Mon double la regarda, les sourcils froncés.
- Mince, alors, ça fait vraiment bizarre, t'as pas une ride, s'exclama-t-il en scrutant le visage d'Hermione, les yeux plissés.
J'entendis un exclamation offusqué et étouffé du côté de mon amie et je tentai d'endiguer le fou rire qui pointait son nez en imaginant sa tête.
- Papa ?
Mon double se retourna vers Gabrielle à son interpellation.
- Vous deux, commença-t-il avec une voix teinté de fureur en s'avançant vers les jumeaux qui faisaient un pas en arrière à chaque fois que mon double faisait un pas en avant. Vous aurez intérêt à avoir une bonne explication à ceci ( pointage de doigt dans notre direction ) quand je reviendrai avec votre Père.
Puis il sortit de la pièce, oubliant de refermer la porte derrière lui.
Nous avions profiter du fait que mon double - enfin, Harry Senior - soit sortit de la salle de bains pour sortir de la petite pièce à notre tour. Nous arrivâmes dans une chambre dont les teintes me firent deviner que c'était là la chambre de Gabrielle. Je voyais très mal James mettre du rouge dans sa chambre en bon Serpentard qu'il était.
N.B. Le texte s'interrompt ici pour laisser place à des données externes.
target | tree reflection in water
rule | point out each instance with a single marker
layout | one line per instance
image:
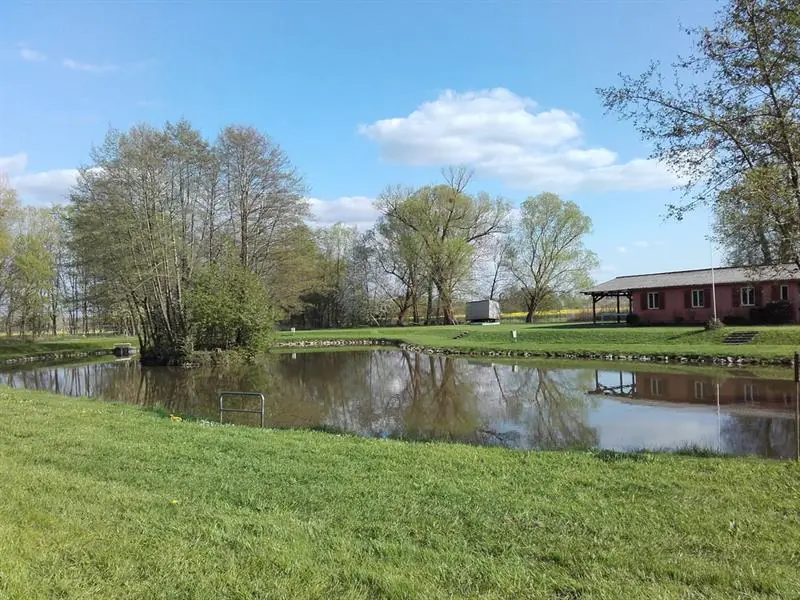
(392, 393)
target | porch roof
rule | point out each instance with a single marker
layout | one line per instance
(698, 277)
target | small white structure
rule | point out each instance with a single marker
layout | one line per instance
(482, 311)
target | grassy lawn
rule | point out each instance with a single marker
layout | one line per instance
(770, 342)
(108, 501)
(19, 347)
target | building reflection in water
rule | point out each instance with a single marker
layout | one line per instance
(397, 394)
(754, 415)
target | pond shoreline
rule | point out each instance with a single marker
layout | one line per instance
(664, 358)
(443, 504)
(54, 356)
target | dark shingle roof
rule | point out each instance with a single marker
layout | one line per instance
(698, 277)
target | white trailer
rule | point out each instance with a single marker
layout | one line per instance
(483, 311)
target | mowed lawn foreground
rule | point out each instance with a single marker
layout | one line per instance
(770, 342)
(102, 500)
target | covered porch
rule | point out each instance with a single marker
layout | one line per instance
(598, 295)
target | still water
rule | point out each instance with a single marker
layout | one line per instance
(397, 394)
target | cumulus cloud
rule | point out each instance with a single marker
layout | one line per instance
(504, 135)
(87, 67)
(41, 188)
(350, 210)
(31, 55)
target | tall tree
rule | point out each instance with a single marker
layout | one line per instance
(547, 256)
(449, 224)
(753, 219)
(157, 206)
(734, 107)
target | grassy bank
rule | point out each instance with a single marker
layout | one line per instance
(15, 347)
(110, 501)
(769, 343)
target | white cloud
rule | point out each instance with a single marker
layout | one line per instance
(350, 210)
(31, 55)
(87, 67)
(504, 135)
(13, 165)
(44, 187)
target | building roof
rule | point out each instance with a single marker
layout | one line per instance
(727, 275)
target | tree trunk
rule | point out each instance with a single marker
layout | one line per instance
(429, 308)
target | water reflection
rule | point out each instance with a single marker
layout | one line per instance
(391, 393)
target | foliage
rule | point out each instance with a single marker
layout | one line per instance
(546, 255)
(120, 502)
(730, 125)
(158, 205)
(230, 307)
(446, 223)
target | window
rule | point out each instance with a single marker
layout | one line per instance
(698, 298)
(653, 300)
(655, 387)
La porte de la salle de bains donnait sur un mur dont tout le pan à ma gauche était habillé d'une bibliothèque qui possédait plus de bibelots moldus et sorciers que de bouquins. Dans l'angle qui suivait se trouvait un meuble sur lequel était posé une télévision ( dans une maison sorcière ?! ) et ce qui ressemblait à un magnétoscope mais en plus petit et plus plat. Ensuite, une grande porte-fenêtre donnait sur un jardin dont je pouvais seulement apercevoir la blancheur dû à la neige. Dans le second angle trônait un grand miroir sur pieds dont le contour était d'un or passé, suivit d'un lit double et d'une coiffeuse. Sur le mur à ma droite se trouvait la porte de la chambre encore ouverte, et un bureau que je jugeais de nature plutôt bordélique. Comme quoi Gabrielle était bien ma fille.
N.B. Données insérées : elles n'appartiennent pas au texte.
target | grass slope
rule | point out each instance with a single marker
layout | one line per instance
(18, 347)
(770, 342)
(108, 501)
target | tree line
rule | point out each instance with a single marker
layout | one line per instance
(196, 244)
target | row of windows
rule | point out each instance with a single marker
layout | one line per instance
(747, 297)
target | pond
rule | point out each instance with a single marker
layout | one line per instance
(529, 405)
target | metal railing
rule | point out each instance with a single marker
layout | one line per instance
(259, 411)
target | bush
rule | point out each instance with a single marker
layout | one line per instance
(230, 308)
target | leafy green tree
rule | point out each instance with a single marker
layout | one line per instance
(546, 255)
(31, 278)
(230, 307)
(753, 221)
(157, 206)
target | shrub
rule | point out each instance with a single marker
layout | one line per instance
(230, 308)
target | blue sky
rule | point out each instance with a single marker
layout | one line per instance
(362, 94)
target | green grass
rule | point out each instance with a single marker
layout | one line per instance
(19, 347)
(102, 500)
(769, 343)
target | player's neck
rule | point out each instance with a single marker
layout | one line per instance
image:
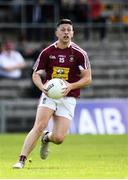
(62, 45)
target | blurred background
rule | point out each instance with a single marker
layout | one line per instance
(101, 29)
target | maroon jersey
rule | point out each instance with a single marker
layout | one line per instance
(63, 63)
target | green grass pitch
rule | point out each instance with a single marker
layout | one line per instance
(80, 156)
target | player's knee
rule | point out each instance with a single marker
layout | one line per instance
(39, 129)
(58, 139)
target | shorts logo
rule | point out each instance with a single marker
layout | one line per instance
(44, 100)
(71, 58)
(52, 57)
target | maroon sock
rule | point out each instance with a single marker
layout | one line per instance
(22, 158)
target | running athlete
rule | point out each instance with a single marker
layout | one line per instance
(62, 59)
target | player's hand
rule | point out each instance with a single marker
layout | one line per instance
(67, 89)
(44, 90)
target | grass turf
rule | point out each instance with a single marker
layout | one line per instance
(80, 156)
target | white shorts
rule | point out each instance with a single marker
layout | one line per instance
(63, 107)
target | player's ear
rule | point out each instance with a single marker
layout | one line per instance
(56, 33)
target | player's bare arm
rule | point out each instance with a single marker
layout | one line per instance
(85, 80)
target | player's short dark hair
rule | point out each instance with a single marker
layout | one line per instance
(64, 21)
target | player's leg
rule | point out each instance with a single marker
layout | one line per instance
(61, 122)
(60, 129)
(42, 117)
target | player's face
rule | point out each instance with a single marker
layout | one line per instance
(64, 33)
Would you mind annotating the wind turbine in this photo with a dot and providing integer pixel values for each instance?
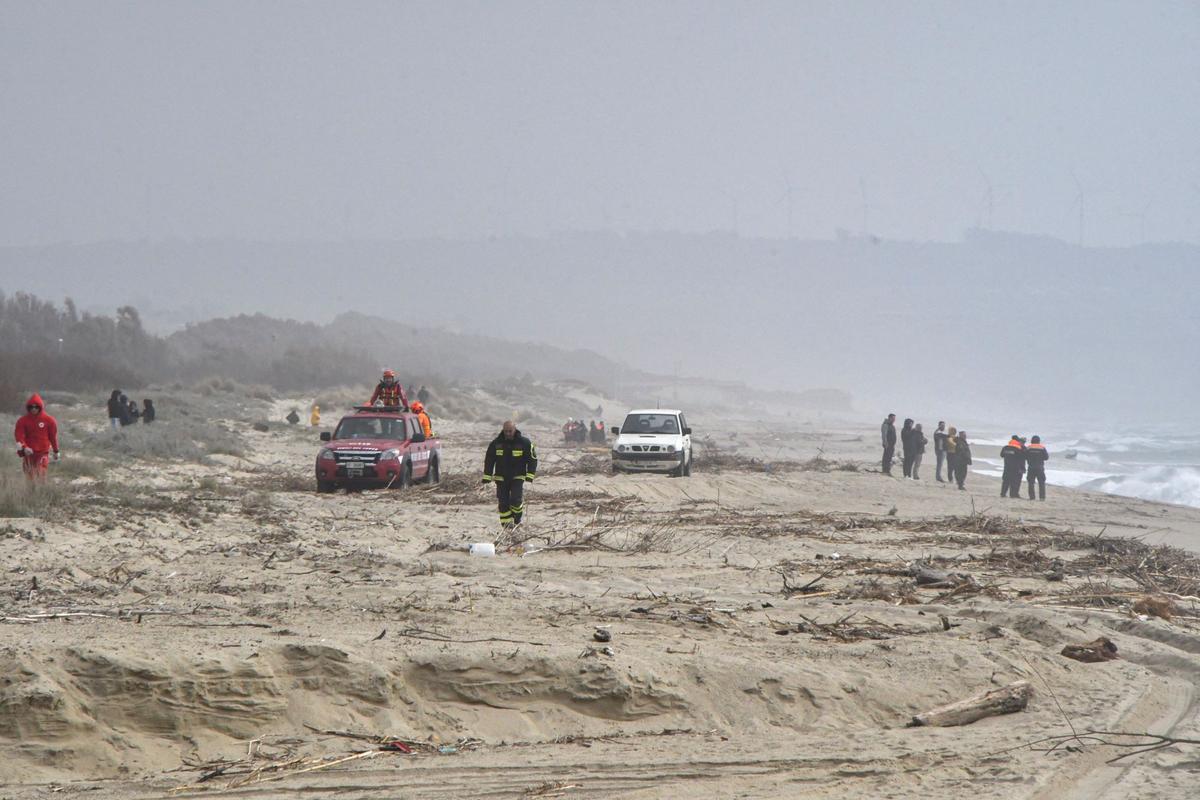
(988, 200)
(1141, 218)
- Vous savez comment on est arrivé là ? Demanda Blaise qui venait de s'asseoir par terre sur l'immense tapis persan rouge, les jambes croisés.
James et Gabrielle soupirèrent d'un même ensemble.
- Patientez quelques minutes et vous aurez la question, répondit Gabrielle qui rejoignit Blaise par terre, suivit de son jumeau.
- Vous aurez en bonus une superbe démonstration de l'amour incroyable que nous voue Père quand nous faisons de bêtises, grimaça James d'une voix lugubre.
Ce fut au moment où je rejoignais les autres par terre que j'entendis le bruit de cavalcade dans le couloir. On aurait dit qu'un troupeau d'hippogriffes faisait la course dans les escaliers.
- Voilà Père, commenta calmement Gabrielle.
Harry Senior pénétra dans la chambre rapidement suivit . . . De son époux.
Et si je n'avais pas été bien élevé, j'aurais pu baver devant l'apparition du Draco âgée de trente-sept ans.
Il n'avait rien perdu de sa superbe qu'il possédait déjà à l'adolescence, mais il dégageait en plus un charisme incroyable, dû à son âge adulte. Ses magnifiques cheveux étaient longs, suffisamment pour qu'il arrive à les accroché en catogan grâce à un ruban de tissu. Je remarquai qu'il était légèrement plus grand que Harry Senior, et qu'il portait une robe de sorcière noir fermée, par dessus d'un pantalon beige. Une fine cicatrice barrait son sourcil gauche, peut-être une trace de la guerre contre Voldemort.
Son regard abasourdi passa sur nous, nos visages et finit par s'arrêter sur Draco qui s'était assis à côté de moi. Il le scruta quelques instants, son visage à présent fermé, puis son regard dévia sur les jumeaux.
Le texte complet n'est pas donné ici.